The Mysterious Language Of Kilims

As I toured Brigitte and Ayan Gülgönen’s kilim exhibition at the Milli Reasürans Art Gallery, I could almost hear the kilims speaking their mysterious language.

Right next to me lie brilliant yellows produced from mustard greens and cumin leaves, vibrant greens obtained by boiling forget-me-nots and wild lavender in vats for days. Not far away it’s burnt siena, distilled from the shells of fresh walnuts. We are surrounded by a palette of colors. All obtained from nature in natural ways, hundreds of colors that, rather than fading, will deepen and become richer with the years. They glow before us like a rainbow. Mauve browns extracted from sumac and glossy blacks obtained by boiling pine cones of cypress with valonia oak transport us to bald mountaintops where nomadic herdsmen pitch their tents of coarse felt. Colors that conjure up images of Turkey’s great mountains, isolated valleys and steep mountain passes where none but nomads dare to tread flaunt themselves in designs and motifs at least as impressive as the colors themselves.
Their tones produce glints of light in the myriad motifs—wolf’s foot, scorpion, budgerigar, ram’s horn, shepherd’s rose, dragon, nightingale’s nest, highland rose, carob, hook, hairpin, earring, hand, water, medallion, oil lamp, dove and tree of life. The kilims (flat woven rugs) large and small where all these colors and designs line up row by row, knot by knot, lie there mute at first, like seasoned Anatolian sages. Then suddenly they begin to speak, in a mysterious language woven of the ancient alphabet of the knots. Their barely audible whispers tell a story of days long past, of long-forgotten customs, years of bitter war and pain and fertile periods of peace and plenty, of immortal love, intermittent happiness and more frequent sorrow, birth and death, joyous celebrations, henna nights, the yearning of young brides for the distant family hearth, and of the women whose weary hands wove rugs for them. In short, the kilims speak a language all their own.
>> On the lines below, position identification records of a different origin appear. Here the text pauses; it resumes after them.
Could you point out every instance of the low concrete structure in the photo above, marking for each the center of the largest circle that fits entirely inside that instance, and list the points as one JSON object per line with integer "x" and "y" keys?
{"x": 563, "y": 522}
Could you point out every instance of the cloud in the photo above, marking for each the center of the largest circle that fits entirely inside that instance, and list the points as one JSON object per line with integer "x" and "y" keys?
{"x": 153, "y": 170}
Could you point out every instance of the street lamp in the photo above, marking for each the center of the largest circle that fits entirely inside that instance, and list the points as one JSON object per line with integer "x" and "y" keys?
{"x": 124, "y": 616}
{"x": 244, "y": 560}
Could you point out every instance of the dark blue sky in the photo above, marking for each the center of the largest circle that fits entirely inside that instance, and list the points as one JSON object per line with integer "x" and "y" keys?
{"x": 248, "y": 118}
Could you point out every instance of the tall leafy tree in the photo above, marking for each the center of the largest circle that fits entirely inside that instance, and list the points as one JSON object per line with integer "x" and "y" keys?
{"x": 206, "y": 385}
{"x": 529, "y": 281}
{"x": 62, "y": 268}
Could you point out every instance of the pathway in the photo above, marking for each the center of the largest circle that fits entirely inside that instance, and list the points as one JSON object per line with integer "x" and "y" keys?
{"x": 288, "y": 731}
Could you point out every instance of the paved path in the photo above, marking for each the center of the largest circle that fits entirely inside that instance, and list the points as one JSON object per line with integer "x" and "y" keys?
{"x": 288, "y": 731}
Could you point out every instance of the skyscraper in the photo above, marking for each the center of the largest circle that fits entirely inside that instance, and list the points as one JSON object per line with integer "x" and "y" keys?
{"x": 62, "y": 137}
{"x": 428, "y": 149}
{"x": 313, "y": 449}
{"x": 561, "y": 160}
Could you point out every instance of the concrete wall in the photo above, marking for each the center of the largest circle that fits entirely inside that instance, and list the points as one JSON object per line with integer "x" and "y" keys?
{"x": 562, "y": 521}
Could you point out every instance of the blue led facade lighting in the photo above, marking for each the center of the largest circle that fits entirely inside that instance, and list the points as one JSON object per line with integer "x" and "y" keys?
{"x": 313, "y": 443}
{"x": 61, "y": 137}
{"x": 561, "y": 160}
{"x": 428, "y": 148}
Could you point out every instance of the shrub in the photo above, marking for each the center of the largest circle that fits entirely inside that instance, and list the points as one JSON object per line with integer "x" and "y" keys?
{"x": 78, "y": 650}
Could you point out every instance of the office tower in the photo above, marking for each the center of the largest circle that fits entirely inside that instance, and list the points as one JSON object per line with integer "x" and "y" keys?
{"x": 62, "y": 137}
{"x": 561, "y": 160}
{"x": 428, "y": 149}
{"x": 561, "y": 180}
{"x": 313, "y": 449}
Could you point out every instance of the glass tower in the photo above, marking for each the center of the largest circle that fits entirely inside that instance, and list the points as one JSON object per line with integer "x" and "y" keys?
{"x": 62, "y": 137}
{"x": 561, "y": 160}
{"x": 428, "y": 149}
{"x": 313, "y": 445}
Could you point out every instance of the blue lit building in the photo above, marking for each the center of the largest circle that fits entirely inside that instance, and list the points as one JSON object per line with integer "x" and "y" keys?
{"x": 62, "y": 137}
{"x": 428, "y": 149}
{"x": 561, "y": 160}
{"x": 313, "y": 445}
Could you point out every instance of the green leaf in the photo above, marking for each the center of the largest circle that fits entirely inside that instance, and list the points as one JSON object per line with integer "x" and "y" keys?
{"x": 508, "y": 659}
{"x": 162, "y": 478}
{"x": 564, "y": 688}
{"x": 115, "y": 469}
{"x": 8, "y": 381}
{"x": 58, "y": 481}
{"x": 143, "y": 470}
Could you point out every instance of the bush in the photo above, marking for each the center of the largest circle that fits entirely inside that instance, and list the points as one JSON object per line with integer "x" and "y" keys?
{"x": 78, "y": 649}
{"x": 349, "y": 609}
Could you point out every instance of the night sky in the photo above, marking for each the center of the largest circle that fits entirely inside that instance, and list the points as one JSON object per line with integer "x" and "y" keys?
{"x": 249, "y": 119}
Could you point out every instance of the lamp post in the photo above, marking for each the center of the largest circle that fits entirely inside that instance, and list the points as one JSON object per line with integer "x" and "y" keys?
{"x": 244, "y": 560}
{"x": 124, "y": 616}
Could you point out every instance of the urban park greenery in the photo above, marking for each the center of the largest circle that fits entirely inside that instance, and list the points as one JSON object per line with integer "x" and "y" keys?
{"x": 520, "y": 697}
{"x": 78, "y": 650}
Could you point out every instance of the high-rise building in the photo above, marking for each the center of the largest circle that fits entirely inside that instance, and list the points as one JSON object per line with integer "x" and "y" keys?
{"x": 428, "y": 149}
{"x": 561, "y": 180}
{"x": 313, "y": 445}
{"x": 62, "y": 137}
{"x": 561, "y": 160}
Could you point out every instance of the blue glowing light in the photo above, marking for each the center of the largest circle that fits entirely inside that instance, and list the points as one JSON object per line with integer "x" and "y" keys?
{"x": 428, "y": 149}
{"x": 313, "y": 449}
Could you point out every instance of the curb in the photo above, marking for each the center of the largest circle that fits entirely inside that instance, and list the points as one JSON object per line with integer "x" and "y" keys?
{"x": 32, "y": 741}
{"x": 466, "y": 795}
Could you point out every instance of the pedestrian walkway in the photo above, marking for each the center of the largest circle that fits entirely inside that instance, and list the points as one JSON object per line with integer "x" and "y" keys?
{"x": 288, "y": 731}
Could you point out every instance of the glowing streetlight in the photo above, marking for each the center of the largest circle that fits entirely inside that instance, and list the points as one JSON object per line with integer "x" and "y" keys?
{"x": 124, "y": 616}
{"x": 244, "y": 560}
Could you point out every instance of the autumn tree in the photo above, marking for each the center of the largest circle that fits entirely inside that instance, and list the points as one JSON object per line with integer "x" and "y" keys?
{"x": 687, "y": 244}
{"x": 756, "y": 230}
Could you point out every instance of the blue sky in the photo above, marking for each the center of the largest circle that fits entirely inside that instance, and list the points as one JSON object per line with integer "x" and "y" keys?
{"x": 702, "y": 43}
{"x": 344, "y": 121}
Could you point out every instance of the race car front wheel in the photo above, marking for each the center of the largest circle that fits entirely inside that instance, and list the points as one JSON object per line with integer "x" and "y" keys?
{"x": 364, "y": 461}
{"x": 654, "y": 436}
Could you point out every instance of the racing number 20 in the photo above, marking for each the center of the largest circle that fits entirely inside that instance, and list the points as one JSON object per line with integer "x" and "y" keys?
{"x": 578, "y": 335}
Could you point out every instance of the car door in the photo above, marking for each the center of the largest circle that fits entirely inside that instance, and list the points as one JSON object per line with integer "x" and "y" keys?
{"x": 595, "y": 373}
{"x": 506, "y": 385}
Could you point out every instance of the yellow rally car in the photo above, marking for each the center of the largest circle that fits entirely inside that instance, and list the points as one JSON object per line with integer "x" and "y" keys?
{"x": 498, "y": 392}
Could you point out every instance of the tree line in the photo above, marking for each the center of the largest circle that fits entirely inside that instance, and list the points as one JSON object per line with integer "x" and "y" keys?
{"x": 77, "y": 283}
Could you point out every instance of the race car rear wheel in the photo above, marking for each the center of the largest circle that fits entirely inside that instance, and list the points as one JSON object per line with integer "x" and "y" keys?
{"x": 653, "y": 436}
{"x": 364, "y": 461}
Such were my emotions as I toured Brigitte and Ayan Gülgönen’s ‘18th and 19th Century Anatolian Kilims Exhibition’ at Milli Reasürans Art Gallery and first set eyes on the kilims there that dazzle the eye with the richness of their colors and designs. The Gülgönens’ interest in Anatolian textiles, which goes back to 1975, continues undiminished today. Their first collection, Karapınar ‘Tülü’ Rugs, was exhibited at the Dolmabahçe Culture Center under the title ‘Flying Carpet’. In 1997 and 2001 they exhibited their Cappadocian rugs. The current exhibition, which runs through 23 June at the Milli Reasürans Gallery, includes some thirty specially selected kilims.
Defined in dictionaries and encyclopedias as a ‘flat weave’, kilim is the term used to designate the decorative, frequently embroidered, textiles generally used as throws and floor coverings in homes. There are also flat weaves that are used as cushion covers, large sacks, saddle bags and coin purses. Originally produced to meet a practical physical need, in time kilims were enriched by human creativity and power of imagination, eventually coming to express a wide range of human emotions through the designs woven into them.
Each kilim has its own story to tell. And understanding the language used in telling those stories is not given to just anybody. Take, for example, the kilims woven with the well-known ‘arms akimbo’ motif, which expresses motherhood and fertility. Hairpin and earring motifs in a kilim indicate that the girl who wove it is looking for a husband. The ram’s horn on the other hand symbolizes war, manliness and heroism, while the tree of life motif embodies the hope that the family or tribe will endure forever. It is not for nothing that the art of the kilim has been characterized as an ‘abstract art’. As Picasso once said, “If you’re looking for something as beautiful as my paintings it would be a kilim.”


Experts on the subject compare the weaving of kilims to speaking a language. Indeed the motifs used in kilims are comparable to the characters of a symbolic language. Just as there are certain linguistic rules that govern the use of written and spoken language, so do a set of aesthetic rules and principles of visual language reveal themselves in the warp and woof of kilims. In the knots they cast with woollen threads, whether dyed or not, kilim weavers not only employ the refined art of weaving to produce timeless designs, they also manage to transcend the limitations of the two-dimensional loom. A third dimension is thereby imparted to the language of color, design and space, simultaneously broadening the range of emotions that can be expressed by the kilim. As those who contemplate kilims try to understand things experienced a long time ago in the minds of the women who wove them, the metaphors apparent in kilims engender countless emotions that trigger intricate thought processes. The visual beauty of kilims, each one an inimitable example of the art of weaving, and of the hands that wove it and what those hands added to a time-honored pattern, are no less magnificent than the variety and creativity that are unique to each one. The symbolic language that finds expression in kilims inspires the viewer to reflect on life in a bygone era, on the traditions of the women who wove these timeless textiles and the cultural context from which they emerged, in other words, to recreate those times in their own imagination.